First published on VOICE on Sep 02 – Check it out here.

The Problem

IT departments often run 100s, if not 1000s of applications. The range of products deployed is vast and complex. Enterprise apps get accumulated over the years, with business complexity, budgets and limited time transforming them into immovable objects.

Say you’re an IT Engineer starting a new job at a well-established business. You take a look around and deep dive into the group’s operating environment. Your company has a local data centre and colocation facility; each will be full of applications. In recent times, such apps have transitioned to the public cloud or a software-as-a-service platform. Yep, more complexity for you to manage. It’s probable old on-premises apps can’t be decommissioned, the cloud-based replacement has missing features or there is another business reason not to pull the plug.

On day two, your manager needs you to plan the decommissioning of an old network communications room. What do you know…Another critical server hidden in a comms rack. At the same time, you search the floor and observe a Server PC under the Lead Developers desk. You guessed it, more critical apps.

Most seasoned IT professionals have a story like this, of maintaining an application that runs in the darkest corner of the network. An application which has no owner; was orphaned years earlier, and is so fragile that only the bravest will accept any responsibility. No one is sure precisely what it does; however, when it fails, you’re in for a rough few days. 

While it’s easy to look back, laugh and even reminisce about these situations, the serious side is managing enterprise workloads is hard work. It takes time, money and discipline to build an IT function which empowers the business and supports its user base. Companies continuously grapple with the issue; how can you enable the business while keeping things under control? How do you provide value while dealing with old technologies and antiquated systems?


 

Enter Blockchain

Blockchain technology has the potential to revolutionise enterprise applications. I would go further and suggest Blockchain technology will not only improve the app landscape but will significantly enhance an enterprise’s infrastructure footprint. This change will drive application development practices, upgrade security, fix broken tools and help a business get more stuff done

It is my core belief; open-source smart contract platforms provide a comprehensive base for enterprise applications. The technology distributes processing and storage geographically, solving many of the infrastructure challenges of today. Furthermore, integrity and security are fundamental components. They are a system default, not an afterthought.

A New Serverless

I consider a smart contract platform as a new form of serverless technology, similar to AWS Lambda or Google Cloud Functions. The use case is similar; you execute your contract (code) on infrastructure, which is owned and operated by someone else. You pay for Service with Gas on an Ethereum or by holding and staking tokens on EOS. The importance of hardware should not be understated; however, as an IT Engineer, it is not your direct responsibility. Your job is to minimise the Gas spent, lower the CPU execution time and limit the bandwidth consumed. The goal is to focus on what’s critical to the business, which are customer-facing or business-enhancing applications which create value.

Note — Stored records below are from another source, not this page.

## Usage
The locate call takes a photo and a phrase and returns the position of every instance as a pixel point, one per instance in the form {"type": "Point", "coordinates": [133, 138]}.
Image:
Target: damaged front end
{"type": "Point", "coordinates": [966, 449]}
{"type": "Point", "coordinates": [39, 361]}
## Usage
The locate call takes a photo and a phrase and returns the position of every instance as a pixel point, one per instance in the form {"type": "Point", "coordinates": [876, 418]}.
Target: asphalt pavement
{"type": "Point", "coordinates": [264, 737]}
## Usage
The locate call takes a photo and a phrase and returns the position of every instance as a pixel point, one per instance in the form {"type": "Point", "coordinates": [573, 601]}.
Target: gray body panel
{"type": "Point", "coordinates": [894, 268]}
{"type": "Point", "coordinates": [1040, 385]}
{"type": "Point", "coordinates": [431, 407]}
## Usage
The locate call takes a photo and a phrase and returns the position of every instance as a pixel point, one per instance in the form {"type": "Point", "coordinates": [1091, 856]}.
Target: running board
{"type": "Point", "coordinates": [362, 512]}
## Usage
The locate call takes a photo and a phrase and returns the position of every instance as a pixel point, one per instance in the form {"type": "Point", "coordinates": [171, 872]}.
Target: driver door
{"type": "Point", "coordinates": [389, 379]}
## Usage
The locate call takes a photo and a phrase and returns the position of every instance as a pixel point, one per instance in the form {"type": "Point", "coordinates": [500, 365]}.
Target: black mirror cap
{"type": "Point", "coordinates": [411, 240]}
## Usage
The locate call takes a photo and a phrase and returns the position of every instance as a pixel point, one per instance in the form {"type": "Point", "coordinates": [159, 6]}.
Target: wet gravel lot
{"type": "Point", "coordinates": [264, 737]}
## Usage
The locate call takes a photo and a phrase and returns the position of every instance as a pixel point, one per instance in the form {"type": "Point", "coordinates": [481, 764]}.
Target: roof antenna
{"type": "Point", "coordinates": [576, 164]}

Take, for example, EOSIO. The software runs on bare metal servers, cloud instances, containers or a standard laptop (primarily for development). A blockchain is Internet native, meaning latency, jitter, link failures and infrastructure problems won’t impact a well-architected platform. You are not beholden to a single vendor and could utilise any suitable infrastructure, owned or rented. The code can be built-in modules, inside smart contracts and can be used by any person, app or machine with the appropriate permissions.

Time For A Change

If Enterprise were to start rewriting apps on a blockchain, many of the things done manually today would occur automatically. Real-world events trigger actions. In this system, all the items are tracked, audited and are immutable. This paradigm allows us to boil down an app to what’s essential and beneficial.

The question many ask, why can’t we use existing technologies? Why introduce blockchain when centralised applications and databases work just fine? For me, the answer is simple. The blockchain encapsulates your data with the business logic. You chain your apps on a platform irrespective of geography, distance, network links, hardware, clouds and more. 

For engineers, it provides a new simplicity. No longer do you need to search under the Lead Developers desk for that missing application or a critical piece of data. Open your block explorer, and you’ll find what you’re looking for.